Liebe Kasia,
Zitat
Original geschrieben von Kasia
Natürlich steigert man die Nachfrage auf ein Produkt schlecht oder nur in geringen Stückzahlen lieferbar ist. Apple lässt das iPhone 4 ja nicht erst seit der Veröffentlichung fertigen oder? Also wenn man gewollt hätte wäre es möglich gewesen mehr Geräte zum Liefertermin in den Regalen zu haben. Apple weiß aber das viele Kunden es bestellen und wArten weil sie unbedingt eines haben wollen! Und Dinge die schwer zubekommen sind sind interessanter als Massenware!
Diesen Vorwurf an Apple liest man ja häufiger.
Man sollte jedoch folgende Punkte nicht aus dem Blick verlieren:
1) Apple legt größten Wert darauf, dass Produkte solange streng vertraulich bleiben, wie sie nicht offiziell angekündigt wurden. Wenn die Keynote am 7.6.2010 ist, wird man versuchen, nicht allzu lange vorher mit der Massenproduktion zu beginnen. Spätestens, wenn die Geräte aus der Fabrik raus sind und irgendwo gelagert werden müssen, ist es vorbei mit der Geheimhaltung - Transportverluste gibt es immer. (Dass es dieses Jahr mit der Geheimhaltung eher schlecht geklappt hat, ist zwar besonders peinlich, aber betraf einen Produktprototypen, der normalerweise gerade nicht in Massen existiert und daher normalerweise halbwegs brauchbar geheimzuhalten ist.)
2) Damit das Interesse nicht abebbt, darf der Erscheinungstag des Produkts nicht zu lange nach der Keynote liegen.
3) Wir leben in einer Weltwirtschaft, die auf Just-in-time-Production basiert - man will am liebsten garnichts lagern.

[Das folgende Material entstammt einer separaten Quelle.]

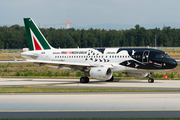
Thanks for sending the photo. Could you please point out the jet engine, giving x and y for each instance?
(101, 73)
(138, 74)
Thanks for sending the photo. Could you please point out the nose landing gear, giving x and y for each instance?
(150, 80)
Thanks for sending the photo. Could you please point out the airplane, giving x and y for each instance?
(98, 63)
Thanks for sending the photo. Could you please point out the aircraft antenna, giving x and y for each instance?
(68, 23)
(155, 42)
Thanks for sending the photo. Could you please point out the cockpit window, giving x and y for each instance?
(162, 56)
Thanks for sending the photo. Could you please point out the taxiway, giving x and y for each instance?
(90, 105)
(74, 83)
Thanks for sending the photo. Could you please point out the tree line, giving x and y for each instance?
(15, 37)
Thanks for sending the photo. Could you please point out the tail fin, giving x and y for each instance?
(36, 40)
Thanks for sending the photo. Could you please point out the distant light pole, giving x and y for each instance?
(101, 41)
(155, 42)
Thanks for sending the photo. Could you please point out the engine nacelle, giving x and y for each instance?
(101, 73)
(138, 74)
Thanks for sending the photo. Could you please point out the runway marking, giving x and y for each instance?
(137, 99)
(129, 110)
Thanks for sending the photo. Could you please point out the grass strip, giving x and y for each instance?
(72, 90)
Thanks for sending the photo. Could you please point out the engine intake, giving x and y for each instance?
(137, 74)
(101, 73)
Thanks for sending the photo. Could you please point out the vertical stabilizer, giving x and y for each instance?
(36, 40)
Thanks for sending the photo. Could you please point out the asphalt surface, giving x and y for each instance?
(74, 83)
(90, 105)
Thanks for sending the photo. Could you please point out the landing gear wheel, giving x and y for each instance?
(110, 80)
(150, 80)
(84, 79)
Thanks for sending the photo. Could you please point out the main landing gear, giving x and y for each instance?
(150, 80)
(110, 80)
(84, 79)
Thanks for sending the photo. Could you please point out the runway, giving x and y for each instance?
(91, 105)
(74, 83)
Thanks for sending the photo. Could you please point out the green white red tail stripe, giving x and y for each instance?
(36, 40)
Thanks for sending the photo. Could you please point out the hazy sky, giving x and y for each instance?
(89, 12)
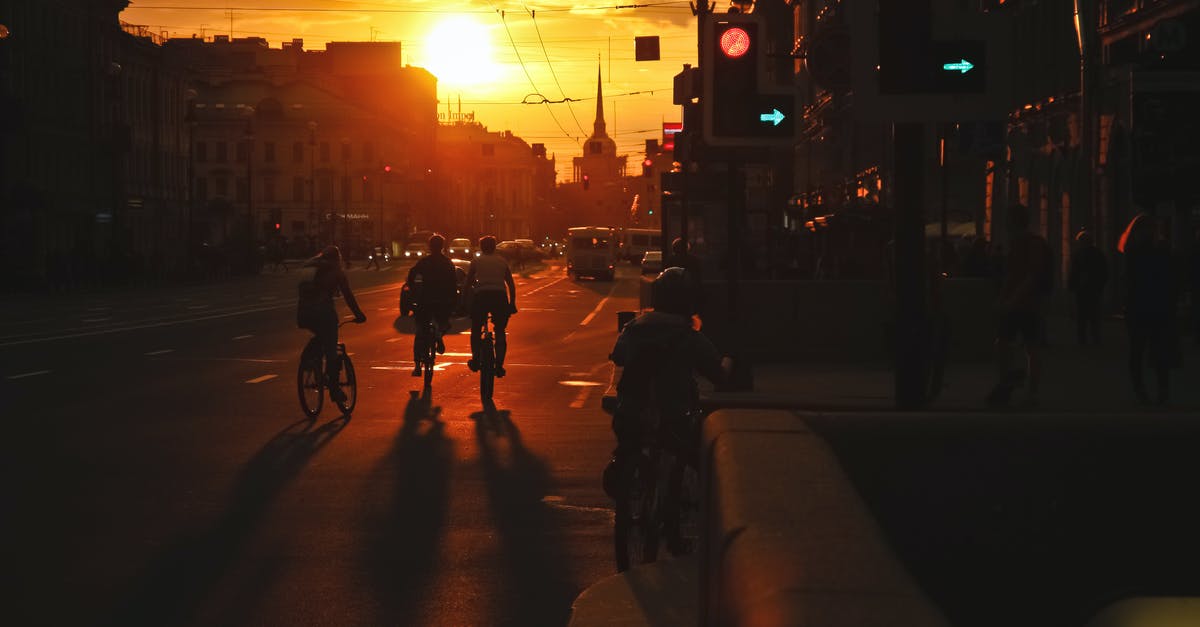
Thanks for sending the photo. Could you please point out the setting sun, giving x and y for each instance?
(459, 52)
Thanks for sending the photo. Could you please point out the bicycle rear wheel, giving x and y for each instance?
(635, 525)
(486, 372)
(311, 386)
(347, 381)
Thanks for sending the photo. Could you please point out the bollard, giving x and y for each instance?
(624, 317)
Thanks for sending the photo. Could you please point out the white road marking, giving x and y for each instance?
(36, 372)
(581, 398)
(534, 291)
(599, 306)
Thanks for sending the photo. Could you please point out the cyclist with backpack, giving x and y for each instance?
(321, 278)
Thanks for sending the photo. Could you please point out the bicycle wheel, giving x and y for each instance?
(486, 371)
(349, 386)
(310, 386)
(635, 525)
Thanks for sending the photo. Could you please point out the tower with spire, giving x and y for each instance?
(599, 162)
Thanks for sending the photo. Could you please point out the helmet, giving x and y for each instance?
(675, 291)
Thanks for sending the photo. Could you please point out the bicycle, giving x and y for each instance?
(427, 334)
(311, 378)
(486, 362)
(657, 493)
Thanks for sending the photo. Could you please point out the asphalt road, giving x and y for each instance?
(156, 467)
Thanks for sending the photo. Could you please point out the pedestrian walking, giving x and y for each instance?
(1089, 275)
(1150, 305)
(1025, 290)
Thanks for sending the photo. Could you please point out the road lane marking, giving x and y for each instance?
(36, 372)
(599, 306)
(581, 398)
(534, 291)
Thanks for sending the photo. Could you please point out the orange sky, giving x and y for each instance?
(483, 67)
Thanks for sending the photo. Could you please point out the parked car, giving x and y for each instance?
(461, 249)
(415, 250)
(652, 262)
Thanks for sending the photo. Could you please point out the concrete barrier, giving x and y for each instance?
(787, 541)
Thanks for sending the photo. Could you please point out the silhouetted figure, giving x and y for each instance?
(1089, 275)
(1025, 288)
(977, 263)
(1150, 304)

Wenn eine besonders große Nachfrage erwartet wird, ist das einzige, was man tun kann, dafür zu sorgen, dass möglichst viele Maschinen gleichzeitig das Produkt bauen. Nun ist es aber offenbar so, dass Apple in den letzten Jahren in zunehmendem Maße Wert auf Fertigungsmethoden legt, die "Apple-spezifisch" sind - man denke nur an die Unibody-Gehäuse, wie sie beim MacBook Pro eingeführt wurden. Das macht es nicht einfacher, Zulieferer zu finden. Da ruft nicht ein Steve Jobs irgendwo an und sagt "ab nächster Woche macht Ihr iPhones". Da wird viele Monate lang am Herstellungsprozess getüftelt und gefeilt, und während wir das hier schreiben, sitzen schon bei Apple und einigen asiatischen Zulieferern Leute, die überlegen, wie sie das iPhone 5 bauen werden.

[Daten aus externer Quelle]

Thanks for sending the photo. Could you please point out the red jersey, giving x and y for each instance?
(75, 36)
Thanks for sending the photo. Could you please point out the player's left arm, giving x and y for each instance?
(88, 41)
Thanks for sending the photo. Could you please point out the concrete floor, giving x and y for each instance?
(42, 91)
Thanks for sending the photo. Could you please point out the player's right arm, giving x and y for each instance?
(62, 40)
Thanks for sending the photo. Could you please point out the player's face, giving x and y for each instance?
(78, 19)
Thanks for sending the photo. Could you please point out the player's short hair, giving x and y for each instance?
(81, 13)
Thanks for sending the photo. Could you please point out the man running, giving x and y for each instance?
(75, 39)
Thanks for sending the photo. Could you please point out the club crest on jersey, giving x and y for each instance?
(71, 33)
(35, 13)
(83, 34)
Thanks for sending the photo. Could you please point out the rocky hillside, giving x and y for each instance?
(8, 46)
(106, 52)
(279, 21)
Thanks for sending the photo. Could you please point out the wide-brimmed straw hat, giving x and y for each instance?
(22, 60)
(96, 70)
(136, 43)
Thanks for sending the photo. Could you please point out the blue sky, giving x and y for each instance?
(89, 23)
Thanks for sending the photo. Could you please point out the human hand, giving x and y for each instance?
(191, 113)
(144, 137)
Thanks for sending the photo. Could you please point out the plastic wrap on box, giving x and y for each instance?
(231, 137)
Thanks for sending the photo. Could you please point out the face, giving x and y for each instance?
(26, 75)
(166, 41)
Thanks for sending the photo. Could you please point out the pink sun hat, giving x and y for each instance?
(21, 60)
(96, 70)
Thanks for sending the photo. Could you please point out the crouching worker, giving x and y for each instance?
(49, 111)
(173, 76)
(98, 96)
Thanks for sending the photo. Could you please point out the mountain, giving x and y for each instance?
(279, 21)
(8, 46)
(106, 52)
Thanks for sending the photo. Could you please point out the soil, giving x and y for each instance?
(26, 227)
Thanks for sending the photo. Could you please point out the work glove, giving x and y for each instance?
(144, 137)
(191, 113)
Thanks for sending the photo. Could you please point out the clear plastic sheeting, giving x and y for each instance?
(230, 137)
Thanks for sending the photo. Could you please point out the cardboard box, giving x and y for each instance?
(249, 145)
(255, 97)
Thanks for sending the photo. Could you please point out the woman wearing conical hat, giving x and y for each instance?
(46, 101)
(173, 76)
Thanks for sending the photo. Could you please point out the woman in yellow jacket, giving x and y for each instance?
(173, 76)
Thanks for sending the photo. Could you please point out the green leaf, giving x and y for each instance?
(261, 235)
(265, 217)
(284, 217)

Auch die allgemeine Knappheit bei Ausgangsmaterialien wie den genannten Flash-Speichern schränken die Anzahl von iPhones, die man pro Zeiteinheit bauen kann, deutlich ein.
4) Zu guter Letzt will sich keine Firma finanziell zu sehr aus dem Fenster lehnen, auch Apple nicht. Wenn es heute heißt, dass die Nachfrage nach dem iPhone 4 am ersten Tag zehnmal so hoch war wie nach dem iPhone 3GS, dann kann man entweder das 3GS als großen Flop oder das iPhone 4 als wahnsinnigen Erfolg ansehen - in jedem Fall aber wird kein BWLer, der bei Apple einschätzen soll, für welche Zahl von Geräten Finanzen bereitgestellt werden sollen, mal eben sagen "ja klar, lasst uns mit der zehnfachen Zahl von Geräten rechnen". Der Jobs macht gerne eine große Welle, AMAZING, FANTASTIC und so weiter, aber es gibt in dieser Firma auch Leute mit Bedenken, Skizzen und Taschenrechnern, die in finanzieller Sicht konservativ vorgehen.

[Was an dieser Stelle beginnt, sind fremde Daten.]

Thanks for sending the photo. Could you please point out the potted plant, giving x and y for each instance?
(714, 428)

Es ist nunmal eine Tatsache, dass "flexibles Reagieren auf den Markt" und "Just-in-time-Production an wenigen Orten weltweit auf Basis beschränkter Rohstoffe" einander widersprechen.
Die relative Knappheit mancher Apple-Produkte ist manchmal ein Fluch, der dazu führt, dass Apple sich - wie heute - entschuldigen muss (http://www.apple.com/pr/library/2010/06/16iphone.html) - bestimmt nichts, was man so vorhergeplant hatte. Hin und wieder aber, und da will ich Dir, Kasia, nicht widersprechen, ist's sicher auch ein Segen, wenn es darum geht, ein gewisses Image von Exklusivität zu erhalten.
Nur denke ich nicht, dass es Apples Firmenpolitik ist, diese Knappheit ganz bewusst herbeizuführen (wenn man mehr herstellen & verkaufen kann, macht man das auch) - sie ist eher ein Nebeneffekt bestimmter Grundsätze, nach denen die Firma Produkte entwickelt und herstellen lässt.